Commoner traces the development of technology and the rise of a range of new commodities since the end of the second world war. Soaps have been largely replaced by detergents, cotton and wool by synthetic fibres and wood and steel in the construction industry by concrete and aluminium, Commoner observes. The use of inorganic fertilisers and pesticides has also increased markedly.
It is a consistent fact that each of the new commodities has a greater environmental impact than those it replaced. From 1946 until the 1970s, the rate of increase of environmental pollution in the US was 10 times faster than the rate of growth of the economy as a whole, largely because of this technological displacement. "These pollution problems arise not out of some minor inadequacies in the new technologies, but because of their very success in achieving their desired aims", Commoner argues.
Profit
The basis for the widespread technological displacement, the reason for the huge increase in pollutants, was that the new technologies were more profitable. The new technologies allowed a far higher productivity of labour, reducing costs to the producer considerably, Commoner explains.The environmental costs associated with the new technologies were externalised. Since air, water and land quality have no economic value, the costs to the environment are not calculated in the costs of production. The costs of degradation are therefore passed on to the community at large, not to the producer/polluter.
The drive of capital to maximise profit, and therefore to externalise as much of the cost associated with production to the community at large (social as well as environmental), stymies the "greening" of capitalism in any real sense. Despite the advances of the last 10 years noted by environmental journalists, capital still degrades the environment as a matter of course. The rate of environmental degradation has not significantly slowed.
That is not to say that the system is monolithic and unresponsive to public pressure. Important environmental reforms have been achieved since the beginning of the modern environment movement in the late 1960s. Concentrations of damaging pollutants such as sulfur dioxide have been greatly reduced by regulation. DDT and other organochlorines have been banned, which has halted their build-up in the biosphere. Less has been achieved in areas of production where pollutants are intrinsic to the industrial process.

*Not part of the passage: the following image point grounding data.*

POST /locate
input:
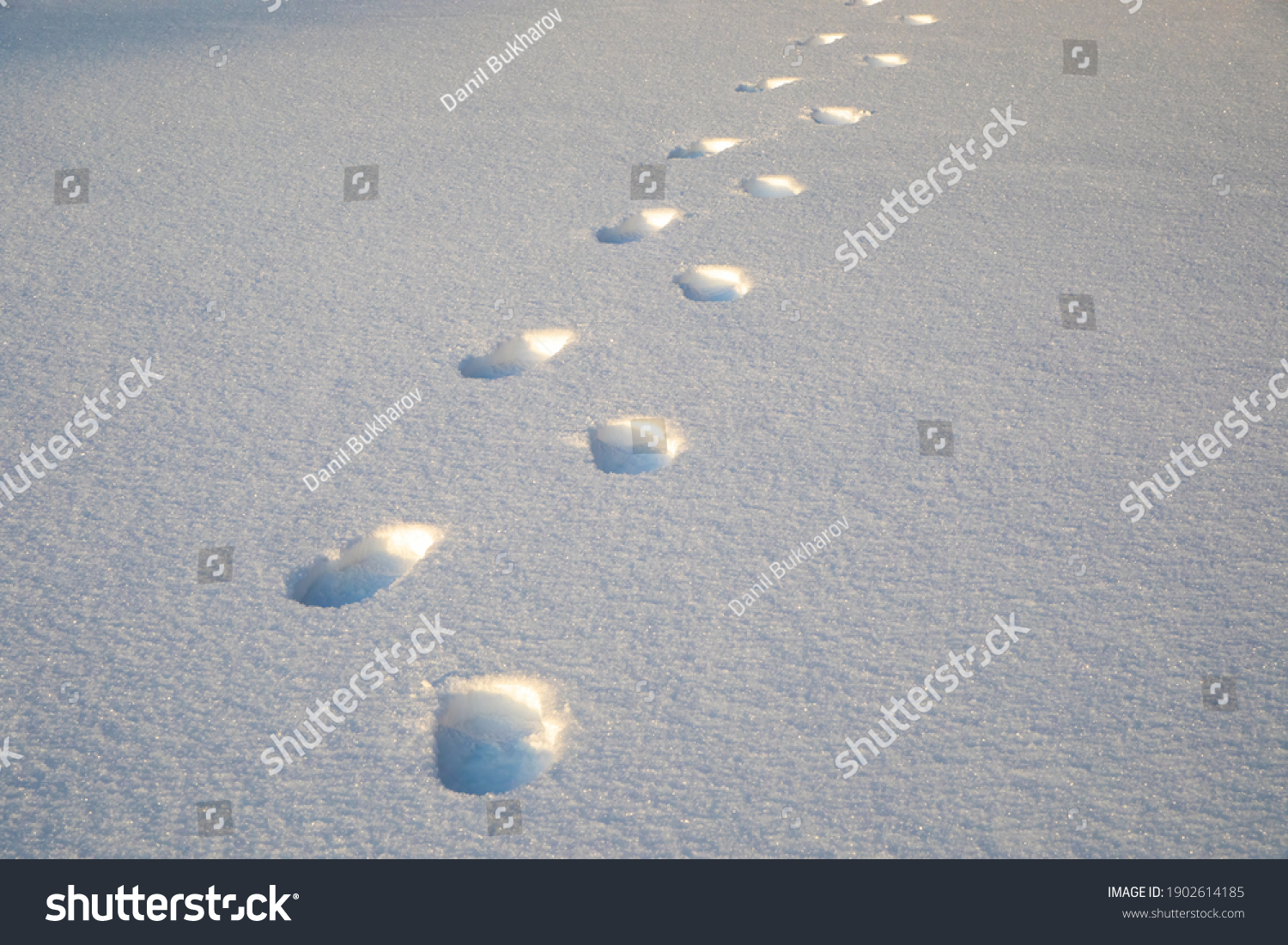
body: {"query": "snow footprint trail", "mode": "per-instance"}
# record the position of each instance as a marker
(634, 445)
(517, 354)
(368, 564)
(635, 227)
(494, 734)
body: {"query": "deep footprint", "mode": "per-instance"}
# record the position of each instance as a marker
(368, 564)
(492, 736)
(706, 147)
(638, 226)
(837, 116)
(773, 185)
(713, 283)
(517, 354)
(822, 39)
(767, 84)
(633, 445)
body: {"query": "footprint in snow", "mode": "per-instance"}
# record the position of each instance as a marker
(770, 185)
(768, 84)
(366, 566)
(713, 283)
(517, 354)
(495, 734)
(706, 147)
(837, 116)
(638, 226)
(634, 445)
(886, 59)
(822, 39)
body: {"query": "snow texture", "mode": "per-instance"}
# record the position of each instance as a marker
(221, 232)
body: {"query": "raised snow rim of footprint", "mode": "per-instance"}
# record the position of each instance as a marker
(705, 147)
(517, 354)
(495, 733)
(839, 116)
(768, 84)
(713, 283)
(366, 566)
(638, 226)
(823, 39)
(773, 185)
(886, 59)
(613, 445)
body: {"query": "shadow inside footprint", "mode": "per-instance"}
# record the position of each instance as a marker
(515, 355)
(492, 736)
(636, 226)
(713, 283)
(633, 445)
(706, 147)
(368, 564)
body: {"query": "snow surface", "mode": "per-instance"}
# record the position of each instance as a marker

Had it not been for a mobilised environmental movement bringing consistent pressure to bear on government, it is unlikely even these improvements would have been achieved.
The "ecological society" is still far off, despite its heralding by journalists and others linked to sections of the mass media. Ultimately, such a society would require the breaking of capital's power over production decisions, and pose a fundamental challenge to the right to profit. That will ultimately be achieved only by a strong, active and informed environment movement continuing and extending its work in alliance with the other progressive mass struggles.